Un séisme. Une tragédie. Une honte. La langue française, pourtant si riche, manque peut-être de mots pour exprimer l’ampleur des conclusions de la Commission indépendante sur les abus sexuels dans l’Eglise catholique (CIASE). Cette commission présidée par Jean-Marc Sauvé a annoncé à l’issue d’un travail de deux ans et demi, et c’est à saluer, sans entrave, un chiffre de 216 000 victimes mineures agressées sexuellement par des membres du clergé, 330 000 au total en incluants les agressions commises par des laïcs, salariés et bénévoles, qui travaillaient au sein des aumôneries, établissements d’enseignements ou camps de vacances par exemple.

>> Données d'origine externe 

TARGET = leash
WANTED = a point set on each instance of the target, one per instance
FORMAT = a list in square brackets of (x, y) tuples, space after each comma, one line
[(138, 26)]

Ces chiffres sont, et c’est important de le rappeler, une estimation. Elle a été calculée grâce à une méthode statistique, qui s'appuie sur une enquête longue de 30 mois, conduite auprès de 30 000 personnes et ayant permis également de récolter 6400 témoignages.
Il s’agit donc d’un phénomène massif et systémique. Le constat est sans appel, L’Église catholique est, hormis les cercles familiaux et amicaux, le milieu où la prévalence des violences sexuelles est la plus élevée.
En effet, la part des personnes qui l’ont fréquentée et qui y ont été agressées dans leur minorité est de 0,82 %, si l’on ne compte que les violences commises par des clercs ou des religieux et de 1,16 % si l’on inclut les autres agresseurs en lien avec l’Eglise. Dans les autres institutions de socialisation, ce taux est de 0,36 % pour les colonies et camps de vacances, de 0,34 % pour l’école publique, de 0,28 % pour les clubs de sport et de 0,17 % pour les activités culturelles et artistiques.
Loin d’être le comportement individuel de brebis galeuse, l’institution a aussi sa responsabilité dans ce drame. Pendant les années 1950 et 1960, celles durant lesquelles a eu lieu plus de la moitié des faits, la hiérarchie ecclésiale cherche avant tout à se protéger du scandale, en demandant aux victimes de se taire. Dans les deux décennies suivantes , la préoccupation de l’Eglise pour les abus semble s’estomper. La véritable reconnaissance des abus et le traitement adéquat des victimes n’interviendra que très tardivement, au début des années 2010 et même encore là, souvent insuffisamment et de manière inégale selon les diocèses.
Un constat accablant que j’avais déjà commencé à soulever dans un rapport sur les violences sexuelles sur mineurs en institution, co-écrit avec mes collègues Marie Mercier et Michelle Meunier sous la présidence de Catherine Deroche. Nous y évoquions alors la loi du silence qui prévaut au sein de cette institution et nous demandions que les mesures annoncées soient maintenant suivies d'effets pour que la souffrance des victimes soit reconnue.
Il ne nous reste donc plus qu’à espérer que l’Eglise se saisira pleinement du rapport Sauvé et qu’il sera le dernier de ce genre.